Lucia partit en cavalant comme une folle jusqu’à la salle de bains, allumant sur son passage nos sourires attendris. Elle en ressortit un peu plus tard, sucrée comme un gel douche à la vanille, roulée dans une salopette couleur de nuit qui donnait envie de la grignoter, chaussée d’improbables ballerines à paillettes et armée de son sourire le plus craquant. Elle trottina jusqu’aux bras de sa mère pour négocier une histoire. Pietro, lui, nous rejoignit au salon : il avait les sourcils froncés comme des circonflexes et ses yeux lançaient des éclairs comme un avis de grand frais sur la Méditerranée. Louka s’en inquiéta illico.


« - Qu’est-ce qui t’arrive ? Ta fille t’a fait tourner en bourrique pendant le bain ?

- Ma fille, non… Mais ma mère, oui. Elle est enfermée dans son bureau depuis quoi, huit heures au moins ? C’est ridicule.

- …

- Il faut que tu ailles la voir, Louka mio. Sinon ça peut durer mille ans… Elle est aussi têtue que tous les ânes de Corse et de Sardaigne réunis.

- Perché io ?

- Perché elle ne te refuse jamais rien, à toi.

- Ce n’est pas vrai.

- Bien sûr que si ! Et tu le sais très bien.

- …

- Et pourquoi ce ne serait pas à toi d’y aller ?

- Parce que moi, je vais devoir la supplier pendant deux heures. Alors que toi, tu la feras plier en moins de dix minutes. Elle ne te résiste jamais longtemps.

- Tu exagères...

- Combien de fois tu es allé l’amadouer quand on avait fait une connerie, dis ?

- Plein ! C’est vrai. Mais je ne savais pas que tu pensais qu’elle faisait une telle différence entre nous.

- Je ne le pense pas, je le sais. Elle est beaucoup plus cool avec toi qu’avec moi.

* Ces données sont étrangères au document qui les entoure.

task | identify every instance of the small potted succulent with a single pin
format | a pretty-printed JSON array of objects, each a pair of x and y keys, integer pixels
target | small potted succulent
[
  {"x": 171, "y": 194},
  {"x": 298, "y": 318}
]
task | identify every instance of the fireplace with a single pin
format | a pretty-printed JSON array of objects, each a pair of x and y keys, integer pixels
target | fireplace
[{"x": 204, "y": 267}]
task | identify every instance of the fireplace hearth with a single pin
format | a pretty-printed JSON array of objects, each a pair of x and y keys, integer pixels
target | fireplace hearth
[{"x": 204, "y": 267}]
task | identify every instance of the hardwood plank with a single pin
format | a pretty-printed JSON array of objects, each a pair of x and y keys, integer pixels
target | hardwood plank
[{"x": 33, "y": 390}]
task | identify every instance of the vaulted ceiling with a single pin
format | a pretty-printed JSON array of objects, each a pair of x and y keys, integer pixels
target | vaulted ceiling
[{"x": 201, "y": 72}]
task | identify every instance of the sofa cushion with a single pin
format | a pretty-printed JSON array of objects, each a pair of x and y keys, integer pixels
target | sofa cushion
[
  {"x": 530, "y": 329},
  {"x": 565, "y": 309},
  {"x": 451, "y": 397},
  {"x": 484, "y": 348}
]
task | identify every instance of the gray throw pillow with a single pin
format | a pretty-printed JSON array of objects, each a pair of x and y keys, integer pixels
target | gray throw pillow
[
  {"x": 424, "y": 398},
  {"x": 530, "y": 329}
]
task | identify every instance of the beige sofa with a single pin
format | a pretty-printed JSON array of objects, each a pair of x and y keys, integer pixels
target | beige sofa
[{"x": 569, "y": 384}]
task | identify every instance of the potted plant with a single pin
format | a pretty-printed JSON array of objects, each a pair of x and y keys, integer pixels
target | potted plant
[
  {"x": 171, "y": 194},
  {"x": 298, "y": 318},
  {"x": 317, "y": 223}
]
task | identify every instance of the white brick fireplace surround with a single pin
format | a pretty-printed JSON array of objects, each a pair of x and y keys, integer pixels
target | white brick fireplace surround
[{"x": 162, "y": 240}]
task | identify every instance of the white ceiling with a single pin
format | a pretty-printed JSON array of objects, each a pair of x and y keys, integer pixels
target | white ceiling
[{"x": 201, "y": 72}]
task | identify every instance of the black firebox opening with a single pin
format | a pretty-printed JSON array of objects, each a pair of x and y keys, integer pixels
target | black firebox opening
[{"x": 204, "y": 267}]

- Ma ! Tu oublies toutes les soufflantes que je me suis prises depuis toutes ces années ?

- No. Mais si moi, j’avais fait toutes les conneries que tu as faites, j’aurais eu droit à des engueulades bien pires, crois-moi.

- Pietro mio…

- ?

- Je n’y avais jamais pensé, mais… Tu n’es pas jaloux, si ? Depuis tout ce temps ?

- Ma no, Louka mio. Pas du tout. C’est même moi qui lui ai demandé, à l’époque, si tu pouvais venir vivre chez nous. Je ne dis pas qu’elle tient à toi plus qu’à moi, imbecille ! Simplement… Avec toi, elle est incapable de ne pas se laisser amadouer.

- ...

- Ne t’emballe pas, hein ! Tu n’as aucun mérite ; mais tu ressembles tellement à son Luís adoré qu’elle ne résiste pas ; pas à toi, mais à lui. A son souvenir… Alors elle n’est jamais aussi sévère avec toi. Et puis, surtout, tu sais comment la prendre ! Tu es bien meilleur que moi.

- Si tu le dis...

- Je le dis. Elle a envie qu’on aille la supplier de nous honorer de sa présence avant l’été prochain, et tu feras ça très bien. Avanti !

- Va bene. Mais à charge de revanche. »


Louka se leva et, après avoir toqué prudemment à la porte, rejoignit Chiara dans son bureau. Pendant une bonne quinzaine de minutes, nous attendîmes patiemment… Puis il ressortit, revint s’asseoir près de moi et annonça doucement : “Sa Majesté arrive. Mais j’ai dû lui promettre un tajine avant la fin de la semaine. Et aussi lui jurer, en notre nom à tous les quatre, de passer Noël avec elle l’année prochaine.”

Chiara 1, reste du monde 0.



*No woman, no cry, de Bob Marley ; in Natty Dread, 1964.